L’iPhone contiene sostanze tossiche(?)

L’iPhone, il nuovo gioiellino della Apple, potrebbe contenere sostanze tossiche; ad affermarlo è la nota organizzazione ambientalista Greenpeace in un rapporto stilato pochi giorni fa.
iPhone Greenpeace Il test, condotto nel Regno Unito da un laboratorio indipendente, ha confermato la presenza di composti a base di bromo, in particolare nell’antenna, dove raggiunge il 10% del peso.

Sono stati trovati inoltre anche alcuni ftalati - additivi tossici usati per ammorbidire il PVC - fino ad un valore di oltre l’1,5% del peso dei rivestimenti plastici e dei fii dell’auricolare. Questi ftalati sono dei composti che, in determinate condizioni, possono addirittura causare sterilità. Ricordiamo che nel Maggio 2007 Steve Jobs aveva lanciato una campagna per rendere la Apple “più verde”, le promesse erano di rimuovere i composti a base di cromo e PVC entro il 2008.

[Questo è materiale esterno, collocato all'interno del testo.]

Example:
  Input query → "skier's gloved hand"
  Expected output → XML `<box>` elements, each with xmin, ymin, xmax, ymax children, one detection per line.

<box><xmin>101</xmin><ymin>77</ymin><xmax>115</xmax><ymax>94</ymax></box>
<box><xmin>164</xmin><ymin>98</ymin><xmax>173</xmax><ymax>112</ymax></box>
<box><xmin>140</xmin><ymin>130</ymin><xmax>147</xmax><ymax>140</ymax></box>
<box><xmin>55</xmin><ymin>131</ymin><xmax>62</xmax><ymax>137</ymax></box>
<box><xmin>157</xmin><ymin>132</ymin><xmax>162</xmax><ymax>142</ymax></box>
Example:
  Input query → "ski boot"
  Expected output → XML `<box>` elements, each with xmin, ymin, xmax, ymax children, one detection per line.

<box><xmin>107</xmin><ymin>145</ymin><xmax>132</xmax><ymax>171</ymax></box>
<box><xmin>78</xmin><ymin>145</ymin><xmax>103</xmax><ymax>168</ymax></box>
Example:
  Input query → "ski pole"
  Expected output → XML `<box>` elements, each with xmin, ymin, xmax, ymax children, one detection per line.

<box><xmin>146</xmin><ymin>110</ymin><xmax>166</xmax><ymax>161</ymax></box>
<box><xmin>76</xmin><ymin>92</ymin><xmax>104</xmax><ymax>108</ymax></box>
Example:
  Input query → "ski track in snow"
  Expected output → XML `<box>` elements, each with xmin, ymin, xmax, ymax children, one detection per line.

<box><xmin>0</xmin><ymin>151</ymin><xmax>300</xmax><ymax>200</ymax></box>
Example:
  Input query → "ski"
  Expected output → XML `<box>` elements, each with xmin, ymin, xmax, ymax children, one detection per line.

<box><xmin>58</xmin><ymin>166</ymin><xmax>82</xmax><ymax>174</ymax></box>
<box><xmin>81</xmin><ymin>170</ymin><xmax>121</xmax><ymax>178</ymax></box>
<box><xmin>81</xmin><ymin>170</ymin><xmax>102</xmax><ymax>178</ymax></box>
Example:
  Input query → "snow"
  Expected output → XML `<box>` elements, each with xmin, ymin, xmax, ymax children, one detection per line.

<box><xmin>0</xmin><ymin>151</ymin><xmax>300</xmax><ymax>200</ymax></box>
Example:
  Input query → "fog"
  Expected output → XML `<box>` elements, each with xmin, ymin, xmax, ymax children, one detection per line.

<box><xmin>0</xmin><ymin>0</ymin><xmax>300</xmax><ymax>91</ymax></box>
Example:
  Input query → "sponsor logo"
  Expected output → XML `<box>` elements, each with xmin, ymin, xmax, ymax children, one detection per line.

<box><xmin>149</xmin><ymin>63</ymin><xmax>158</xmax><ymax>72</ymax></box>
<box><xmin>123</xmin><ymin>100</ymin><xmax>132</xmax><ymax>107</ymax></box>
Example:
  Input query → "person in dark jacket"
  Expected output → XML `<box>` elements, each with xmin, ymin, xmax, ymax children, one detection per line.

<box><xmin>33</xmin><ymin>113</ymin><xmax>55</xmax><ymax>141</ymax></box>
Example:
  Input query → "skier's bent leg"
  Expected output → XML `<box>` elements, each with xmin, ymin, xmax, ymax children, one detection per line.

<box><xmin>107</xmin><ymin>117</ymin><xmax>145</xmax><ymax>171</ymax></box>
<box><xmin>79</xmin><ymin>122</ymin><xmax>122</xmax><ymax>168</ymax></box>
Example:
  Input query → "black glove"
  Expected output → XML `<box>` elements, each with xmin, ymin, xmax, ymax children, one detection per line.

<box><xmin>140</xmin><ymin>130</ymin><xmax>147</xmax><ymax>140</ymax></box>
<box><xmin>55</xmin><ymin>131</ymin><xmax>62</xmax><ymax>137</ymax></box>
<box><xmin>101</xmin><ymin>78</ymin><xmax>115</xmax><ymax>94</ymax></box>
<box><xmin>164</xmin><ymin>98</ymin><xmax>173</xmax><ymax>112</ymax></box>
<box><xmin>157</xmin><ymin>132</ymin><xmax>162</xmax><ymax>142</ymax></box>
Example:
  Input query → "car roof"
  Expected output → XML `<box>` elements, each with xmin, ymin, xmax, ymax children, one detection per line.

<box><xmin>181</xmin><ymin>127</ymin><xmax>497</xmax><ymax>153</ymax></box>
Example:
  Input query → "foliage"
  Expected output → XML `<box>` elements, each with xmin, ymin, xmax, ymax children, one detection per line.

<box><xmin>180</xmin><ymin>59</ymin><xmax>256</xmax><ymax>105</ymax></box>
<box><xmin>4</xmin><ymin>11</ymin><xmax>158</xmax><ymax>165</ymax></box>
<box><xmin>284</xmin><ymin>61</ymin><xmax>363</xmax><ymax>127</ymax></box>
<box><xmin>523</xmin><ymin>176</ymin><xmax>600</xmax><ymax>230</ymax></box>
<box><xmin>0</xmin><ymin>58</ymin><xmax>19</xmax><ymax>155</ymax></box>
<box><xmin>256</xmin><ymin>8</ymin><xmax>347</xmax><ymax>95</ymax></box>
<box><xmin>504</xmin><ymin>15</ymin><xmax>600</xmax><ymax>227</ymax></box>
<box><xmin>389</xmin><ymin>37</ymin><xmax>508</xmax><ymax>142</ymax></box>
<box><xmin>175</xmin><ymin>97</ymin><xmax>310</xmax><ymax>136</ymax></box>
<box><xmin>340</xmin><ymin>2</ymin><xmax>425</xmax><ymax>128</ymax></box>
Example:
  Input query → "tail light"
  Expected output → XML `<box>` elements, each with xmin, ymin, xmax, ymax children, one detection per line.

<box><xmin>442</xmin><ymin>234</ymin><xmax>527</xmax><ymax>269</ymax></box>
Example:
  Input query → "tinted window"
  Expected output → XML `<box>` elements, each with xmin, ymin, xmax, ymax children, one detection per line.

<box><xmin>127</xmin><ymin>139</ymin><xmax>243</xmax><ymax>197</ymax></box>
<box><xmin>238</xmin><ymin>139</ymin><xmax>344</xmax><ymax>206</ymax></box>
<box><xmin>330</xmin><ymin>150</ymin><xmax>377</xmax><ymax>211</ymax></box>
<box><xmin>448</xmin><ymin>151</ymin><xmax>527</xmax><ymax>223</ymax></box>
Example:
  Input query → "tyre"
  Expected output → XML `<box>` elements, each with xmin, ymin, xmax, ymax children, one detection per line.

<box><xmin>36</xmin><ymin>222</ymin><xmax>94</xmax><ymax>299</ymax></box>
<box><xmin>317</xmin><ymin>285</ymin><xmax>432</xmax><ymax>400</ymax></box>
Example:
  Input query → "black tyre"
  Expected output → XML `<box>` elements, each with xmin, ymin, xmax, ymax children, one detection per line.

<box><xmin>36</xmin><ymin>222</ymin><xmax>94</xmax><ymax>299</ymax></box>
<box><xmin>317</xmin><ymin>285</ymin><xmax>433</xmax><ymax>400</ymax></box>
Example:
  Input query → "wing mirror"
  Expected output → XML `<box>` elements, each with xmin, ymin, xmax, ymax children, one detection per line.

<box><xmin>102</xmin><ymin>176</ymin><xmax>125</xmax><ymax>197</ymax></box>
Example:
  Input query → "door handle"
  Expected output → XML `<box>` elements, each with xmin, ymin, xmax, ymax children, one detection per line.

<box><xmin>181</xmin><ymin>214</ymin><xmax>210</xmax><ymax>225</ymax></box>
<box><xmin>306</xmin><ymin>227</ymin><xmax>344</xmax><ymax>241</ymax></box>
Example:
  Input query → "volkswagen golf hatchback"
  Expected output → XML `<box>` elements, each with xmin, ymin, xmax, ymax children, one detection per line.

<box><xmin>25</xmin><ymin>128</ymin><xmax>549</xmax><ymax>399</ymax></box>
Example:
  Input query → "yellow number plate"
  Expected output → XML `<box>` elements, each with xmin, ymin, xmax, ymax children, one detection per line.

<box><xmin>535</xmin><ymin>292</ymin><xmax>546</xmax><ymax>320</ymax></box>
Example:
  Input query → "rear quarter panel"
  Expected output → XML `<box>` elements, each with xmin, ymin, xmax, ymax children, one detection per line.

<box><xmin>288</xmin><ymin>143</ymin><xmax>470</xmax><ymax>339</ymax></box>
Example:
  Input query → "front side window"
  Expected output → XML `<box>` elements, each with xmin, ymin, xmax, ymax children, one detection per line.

In America e in Europa le sostanze contenenti bromo sono vietate nei giochi per bambini, ma non nei cellulari. Sembrerebbe però che Nokia, Sony Ericsson e Motorola abbiano già rimosso il PVC dai loro prodotti e che manchi poco ad eliminare completamente anche i composti a base di bromo. Dopo la denuncia alla Apple il “Center for environmental health” (CEHCA) della California ha preannunciato una azione legale nei confronti della azienda di Cupertino, l’ultimatum concesso è di sessanta giorni.

Apple deve re-inventare il suo iPhone per renderlo davvero verde“, sostiene Vittoria Polidori di Greenpeace. “Le parole non bastano“.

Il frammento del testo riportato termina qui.